Antoine Watteau, Peregrinação à Ilha de Cítera, 1717, óleo sobre tela, 129cmx194cm, Museu do
Louvre, Paris. Fonte: https://goo.gl/mZbbkM

É inegável, portanto, que o reposicionamento do homem renascentista enquanto ser


observador e atuante na natureza foi essencial para o estabelecimento das relações
homem/natureza tal como estas se deram durante os períodos abordados. A aproximação
racionalista com a natureza, ora através de imperativos ordenadores que buscam dobrá-la ao
controle humano, ainda que este falhe em de fato compreendê-la, ora através de um esforço de
entendimento científico e de um hedonismo romantizador, apresentou-se, não apenas como
herança dos séculos anteriores, mas também como fruto das estruturas de poder que vigentes.

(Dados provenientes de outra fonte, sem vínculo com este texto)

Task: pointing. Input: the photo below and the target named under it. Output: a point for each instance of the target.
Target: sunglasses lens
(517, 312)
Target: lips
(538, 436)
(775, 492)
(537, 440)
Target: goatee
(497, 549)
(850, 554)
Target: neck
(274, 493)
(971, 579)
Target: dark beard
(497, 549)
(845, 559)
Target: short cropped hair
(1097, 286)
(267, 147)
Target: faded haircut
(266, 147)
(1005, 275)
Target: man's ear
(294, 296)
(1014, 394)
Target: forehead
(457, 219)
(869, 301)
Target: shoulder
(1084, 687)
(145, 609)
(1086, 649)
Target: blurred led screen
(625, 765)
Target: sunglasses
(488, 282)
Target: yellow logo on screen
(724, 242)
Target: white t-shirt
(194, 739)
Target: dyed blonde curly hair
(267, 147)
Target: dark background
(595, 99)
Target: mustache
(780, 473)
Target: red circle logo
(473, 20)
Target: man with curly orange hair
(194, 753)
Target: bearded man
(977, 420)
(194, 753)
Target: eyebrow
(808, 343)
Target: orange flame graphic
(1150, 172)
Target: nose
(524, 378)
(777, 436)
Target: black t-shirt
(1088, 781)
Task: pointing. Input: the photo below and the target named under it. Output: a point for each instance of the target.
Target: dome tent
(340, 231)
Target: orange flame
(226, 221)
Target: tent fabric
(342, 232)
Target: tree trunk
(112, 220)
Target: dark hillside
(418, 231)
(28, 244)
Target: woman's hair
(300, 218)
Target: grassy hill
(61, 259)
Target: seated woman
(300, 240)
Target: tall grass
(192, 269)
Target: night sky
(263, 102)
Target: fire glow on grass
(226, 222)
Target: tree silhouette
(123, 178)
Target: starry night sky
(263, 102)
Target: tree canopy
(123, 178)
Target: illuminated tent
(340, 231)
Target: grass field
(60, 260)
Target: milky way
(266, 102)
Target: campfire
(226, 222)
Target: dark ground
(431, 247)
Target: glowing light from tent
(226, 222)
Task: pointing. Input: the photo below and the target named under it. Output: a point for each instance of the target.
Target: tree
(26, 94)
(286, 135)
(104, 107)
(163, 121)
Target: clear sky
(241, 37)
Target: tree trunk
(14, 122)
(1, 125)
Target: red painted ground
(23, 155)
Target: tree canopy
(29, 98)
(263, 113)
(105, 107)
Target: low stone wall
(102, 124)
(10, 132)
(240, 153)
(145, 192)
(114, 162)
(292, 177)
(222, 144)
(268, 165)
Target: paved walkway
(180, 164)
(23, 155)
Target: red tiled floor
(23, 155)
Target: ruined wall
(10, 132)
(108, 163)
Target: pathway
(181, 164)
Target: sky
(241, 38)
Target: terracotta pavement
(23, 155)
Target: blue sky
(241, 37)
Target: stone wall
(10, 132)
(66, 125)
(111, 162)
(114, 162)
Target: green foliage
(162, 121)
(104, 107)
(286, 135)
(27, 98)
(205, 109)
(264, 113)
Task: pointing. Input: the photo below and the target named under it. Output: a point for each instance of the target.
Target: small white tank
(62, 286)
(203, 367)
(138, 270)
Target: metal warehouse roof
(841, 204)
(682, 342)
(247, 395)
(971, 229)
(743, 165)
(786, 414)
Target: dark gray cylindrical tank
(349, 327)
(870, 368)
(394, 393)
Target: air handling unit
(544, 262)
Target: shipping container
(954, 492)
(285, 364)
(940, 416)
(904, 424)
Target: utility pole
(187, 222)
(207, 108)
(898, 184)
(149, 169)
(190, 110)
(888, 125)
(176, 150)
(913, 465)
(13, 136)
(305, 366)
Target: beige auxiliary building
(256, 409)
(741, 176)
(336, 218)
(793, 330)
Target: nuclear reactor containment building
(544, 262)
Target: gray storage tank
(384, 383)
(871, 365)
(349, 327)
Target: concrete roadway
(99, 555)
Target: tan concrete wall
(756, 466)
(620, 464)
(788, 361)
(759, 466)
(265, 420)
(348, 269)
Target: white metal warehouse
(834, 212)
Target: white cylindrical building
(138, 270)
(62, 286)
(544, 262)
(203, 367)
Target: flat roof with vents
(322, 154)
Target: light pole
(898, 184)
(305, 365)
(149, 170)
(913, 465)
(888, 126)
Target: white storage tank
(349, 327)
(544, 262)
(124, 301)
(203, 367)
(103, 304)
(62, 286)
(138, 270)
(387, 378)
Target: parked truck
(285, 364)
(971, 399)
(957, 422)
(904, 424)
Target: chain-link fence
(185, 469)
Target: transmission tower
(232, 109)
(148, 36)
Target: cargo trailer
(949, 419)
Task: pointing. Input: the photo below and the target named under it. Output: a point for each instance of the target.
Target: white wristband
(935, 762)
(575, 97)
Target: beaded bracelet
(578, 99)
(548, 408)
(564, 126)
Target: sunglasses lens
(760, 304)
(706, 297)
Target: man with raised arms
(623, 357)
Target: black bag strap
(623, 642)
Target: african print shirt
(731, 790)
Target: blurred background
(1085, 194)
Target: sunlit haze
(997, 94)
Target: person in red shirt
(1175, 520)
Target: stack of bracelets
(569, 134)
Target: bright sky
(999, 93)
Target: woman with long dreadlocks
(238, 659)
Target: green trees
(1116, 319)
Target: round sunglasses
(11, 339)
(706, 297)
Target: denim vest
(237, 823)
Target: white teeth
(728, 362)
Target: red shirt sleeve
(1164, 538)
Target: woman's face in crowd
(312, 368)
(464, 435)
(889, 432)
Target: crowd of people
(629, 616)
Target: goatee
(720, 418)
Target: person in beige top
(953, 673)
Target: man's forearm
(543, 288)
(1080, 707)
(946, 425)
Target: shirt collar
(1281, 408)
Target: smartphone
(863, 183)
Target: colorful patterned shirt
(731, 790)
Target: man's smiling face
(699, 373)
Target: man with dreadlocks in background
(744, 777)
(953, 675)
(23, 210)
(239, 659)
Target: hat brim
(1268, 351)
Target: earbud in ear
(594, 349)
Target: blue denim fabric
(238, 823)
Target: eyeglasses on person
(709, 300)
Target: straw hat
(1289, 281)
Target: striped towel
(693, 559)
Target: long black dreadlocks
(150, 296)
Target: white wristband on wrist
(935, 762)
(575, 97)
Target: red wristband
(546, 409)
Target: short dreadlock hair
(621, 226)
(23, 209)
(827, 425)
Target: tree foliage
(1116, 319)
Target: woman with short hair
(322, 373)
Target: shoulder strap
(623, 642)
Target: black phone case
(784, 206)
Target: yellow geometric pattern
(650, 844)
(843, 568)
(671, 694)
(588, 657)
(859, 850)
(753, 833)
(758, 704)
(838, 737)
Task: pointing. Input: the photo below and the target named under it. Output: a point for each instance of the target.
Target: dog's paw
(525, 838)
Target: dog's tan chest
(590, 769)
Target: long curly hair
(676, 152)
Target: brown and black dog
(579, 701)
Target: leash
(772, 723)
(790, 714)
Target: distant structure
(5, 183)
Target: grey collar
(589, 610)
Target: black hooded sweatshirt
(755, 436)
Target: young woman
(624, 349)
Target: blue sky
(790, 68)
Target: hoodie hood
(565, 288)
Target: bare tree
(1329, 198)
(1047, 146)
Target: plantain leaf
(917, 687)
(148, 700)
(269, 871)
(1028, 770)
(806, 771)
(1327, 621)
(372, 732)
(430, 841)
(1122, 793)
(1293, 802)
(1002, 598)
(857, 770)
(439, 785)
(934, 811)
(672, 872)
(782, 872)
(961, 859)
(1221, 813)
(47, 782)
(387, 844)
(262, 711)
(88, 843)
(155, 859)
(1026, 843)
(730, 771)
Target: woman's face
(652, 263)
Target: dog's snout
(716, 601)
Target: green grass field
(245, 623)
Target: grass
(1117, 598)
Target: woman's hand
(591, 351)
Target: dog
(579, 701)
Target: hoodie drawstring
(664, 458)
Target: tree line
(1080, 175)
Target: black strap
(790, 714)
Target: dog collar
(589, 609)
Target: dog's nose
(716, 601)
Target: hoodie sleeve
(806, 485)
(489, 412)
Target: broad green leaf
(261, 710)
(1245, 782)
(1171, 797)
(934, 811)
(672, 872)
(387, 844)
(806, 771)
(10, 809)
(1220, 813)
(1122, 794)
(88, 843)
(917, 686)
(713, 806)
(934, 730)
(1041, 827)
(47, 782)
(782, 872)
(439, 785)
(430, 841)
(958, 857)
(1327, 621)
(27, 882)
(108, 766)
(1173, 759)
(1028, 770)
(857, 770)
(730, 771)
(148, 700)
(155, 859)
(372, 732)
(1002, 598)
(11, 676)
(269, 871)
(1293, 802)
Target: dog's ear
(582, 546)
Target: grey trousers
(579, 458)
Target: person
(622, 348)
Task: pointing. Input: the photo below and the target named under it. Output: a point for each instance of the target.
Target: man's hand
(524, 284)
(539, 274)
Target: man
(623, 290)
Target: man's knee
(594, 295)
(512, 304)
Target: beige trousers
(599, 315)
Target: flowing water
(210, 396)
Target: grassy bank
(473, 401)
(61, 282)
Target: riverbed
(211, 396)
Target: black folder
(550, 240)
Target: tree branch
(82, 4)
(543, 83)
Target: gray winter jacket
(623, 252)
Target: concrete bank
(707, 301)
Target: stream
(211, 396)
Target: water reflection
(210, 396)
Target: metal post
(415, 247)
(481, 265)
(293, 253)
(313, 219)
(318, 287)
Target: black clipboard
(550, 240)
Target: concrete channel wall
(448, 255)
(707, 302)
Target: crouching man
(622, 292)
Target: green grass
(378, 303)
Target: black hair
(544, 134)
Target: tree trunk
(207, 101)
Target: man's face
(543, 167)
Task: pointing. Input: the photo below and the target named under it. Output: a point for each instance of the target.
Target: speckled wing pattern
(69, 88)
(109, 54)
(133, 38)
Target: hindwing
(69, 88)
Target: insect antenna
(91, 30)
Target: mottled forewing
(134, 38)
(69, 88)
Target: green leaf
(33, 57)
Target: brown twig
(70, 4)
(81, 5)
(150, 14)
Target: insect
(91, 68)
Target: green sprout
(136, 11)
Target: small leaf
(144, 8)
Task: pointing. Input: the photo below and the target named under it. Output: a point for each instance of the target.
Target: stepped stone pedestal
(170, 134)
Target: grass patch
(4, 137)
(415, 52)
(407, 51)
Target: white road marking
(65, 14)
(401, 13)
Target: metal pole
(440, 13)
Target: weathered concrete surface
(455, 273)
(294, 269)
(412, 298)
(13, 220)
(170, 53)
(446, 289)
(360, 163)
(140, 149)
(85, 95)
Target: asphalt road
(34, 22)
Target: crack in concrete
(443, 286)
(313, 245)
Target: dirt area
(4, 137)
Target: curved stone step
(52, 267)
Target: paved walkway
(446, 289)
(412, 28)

A paisagem do barroco apresenta-se como um símbolo do poder despótico. A paisagem do
rococó, como reflexo dos novos posicionamentos intelectuais e filosóficos e da fragilização
do poder monárquico. Os jardins e as paisagens são, portanto, evidências do modo como o
homem relacionou-se com a natureza, bem como de tais estruturas de poder e como elas se
transformaram do decorrer do tempo.
Referências bibliográficas:
ELIAS, Nobert. A peregrinação de Watteau à ilha do amor. Rio de Janeiro: Zahar, 2000.
HOLBACH, Barão. A natureza. São Paulo: Martins Fontes, 2001. [Da natureza, p. 31-
42; Do movimento e sua origem, p. 43-62].
JONES, Stephan. A arte do século XVIII. São Paulo: Circulo do livro, 19--. (p. 56-73).
MUMFORD, Lewis. A cidade na história. São Paulo: Martins Fontes, 1998. (p. 375-
406)
NUNES, Hélio Alvarenga. Jardins sem muros: longo século XVIII e a paisagem, 2004.